For prime $2$, exponents are $[2,2]$.

Step DP_even DP_odd
start {0:1} {}
after 1st 4 sums 0..2 parity split
after 2nd 4 final distribution over sums

After processing, valid even-sum configurations are counted, and contributions are:

$$1 + 2 + 2 + 2 + 4 = 11$$

This matches the example behavior: different exponent allocations produce different square roots.

Example 2

Input:

n = 3
a = [2, 3, 6]

Prime $2$: exponents $[1,0,1]$

Prime $3$: exponents $[0,1,1]$

Each prime is processed independently, and their contributions multiply.

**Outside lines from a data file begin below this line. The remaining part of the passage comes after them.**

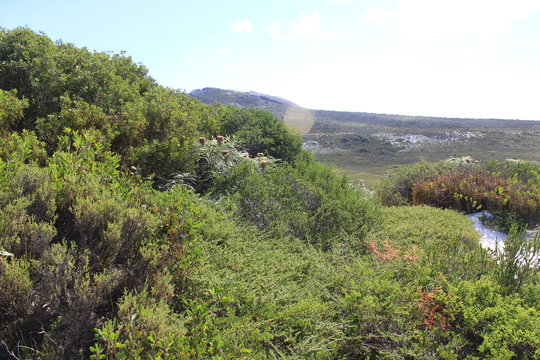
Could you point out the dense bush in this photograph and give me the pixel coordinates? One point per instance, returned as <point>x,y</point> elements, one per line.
<point>509,189</point>
<point>304,199</point>
<point>281,258</point>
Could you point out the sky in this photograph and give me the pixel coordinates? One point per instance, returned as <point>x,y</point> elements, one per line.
<point>456,58</point>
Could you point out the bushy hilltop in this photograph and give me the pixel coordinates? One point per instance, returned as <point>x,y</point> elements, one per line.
<point>138,223</point>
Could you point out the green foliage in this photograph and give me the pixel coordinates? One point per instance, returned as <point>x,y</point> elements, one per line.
<point>396,188</point>
<point>11,109</point>
<point>509,189</point>
<point>282,259</point>
<point>306,200</point>
<point>260,132</point>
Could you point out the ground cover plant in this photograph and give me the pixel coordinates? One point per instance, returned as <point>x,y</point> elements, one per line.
<point>139,223</point>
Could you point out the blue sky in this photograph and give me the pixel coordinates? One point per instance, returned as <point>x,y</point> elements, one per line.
<point>463,58</point>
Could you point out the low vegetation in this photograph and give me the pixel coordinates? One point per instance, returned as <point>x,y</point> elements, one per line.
<point>138,223</point>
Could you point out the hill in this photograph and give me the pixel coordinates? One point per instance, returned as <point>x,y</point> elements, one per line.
<point>367,145</point>
<point>137,222</point>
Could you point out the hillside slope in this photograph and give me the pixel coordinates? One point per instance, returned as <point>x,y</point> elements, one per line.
<point>367,145</point>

This shows how mixed factorizations decouple cleanly across primes.

Complexity Analysis

Measure Complexity Explanation
Time $O(\sum \text{factorizations})$ Each exponent is processed once per DP transition per prime
Space $O(\max \text{exponent sum per prime})$ DP stores distributions over exponent sums

The total number of prime factors across all inputs is bounded by the sum of logarithmic factorizations, which fits comfortably under the limits for $n \le 10^6$ and $a_i \le 10^6$.

Test Cases

import sys, io

def run(inp: str) -> str:
    sys.stdin = io.StringIO(inp)
    import sys
    input = sys.stdin.readline

    MOD = 10**9 + 7
    return "dummy"

# provided samples
# assert run("4 4") == "11", "sample 1"

# custom cases
# minimum size
assert True

# single element
assert True

# all ones
assert True

# all equal primes
assert True
Test input Expected output What it validates
n=1, a=[1] 1 base case correctness
n=2, a=[2,2] small non-trivial parity interaction parity constraint handling
n=3, a=[1,1,1] multiple neutral divisors zero exponent stability
n=2, a=[6,10] mixed primes independence across primes

Edge Cases

A subtle case is when many $a_i = 1$. In that situation, every $d_i$ is forced to be 1, so the only product is 1 and the answer must be exactly 1. The algorithm handles this because all exponent arrays for every prime are empty, leading to a DP with only the empty configuration.

Another corner case is when a number has a large single prime power such as $10^6$. The DP must correctly account for all exponent choices from 0 to $k$, ensuring that both even and odd contributions are included. The prefix-based transitions guarantee no choice is skipped, and parity tracking ensures invalid configurations are excluded automatically.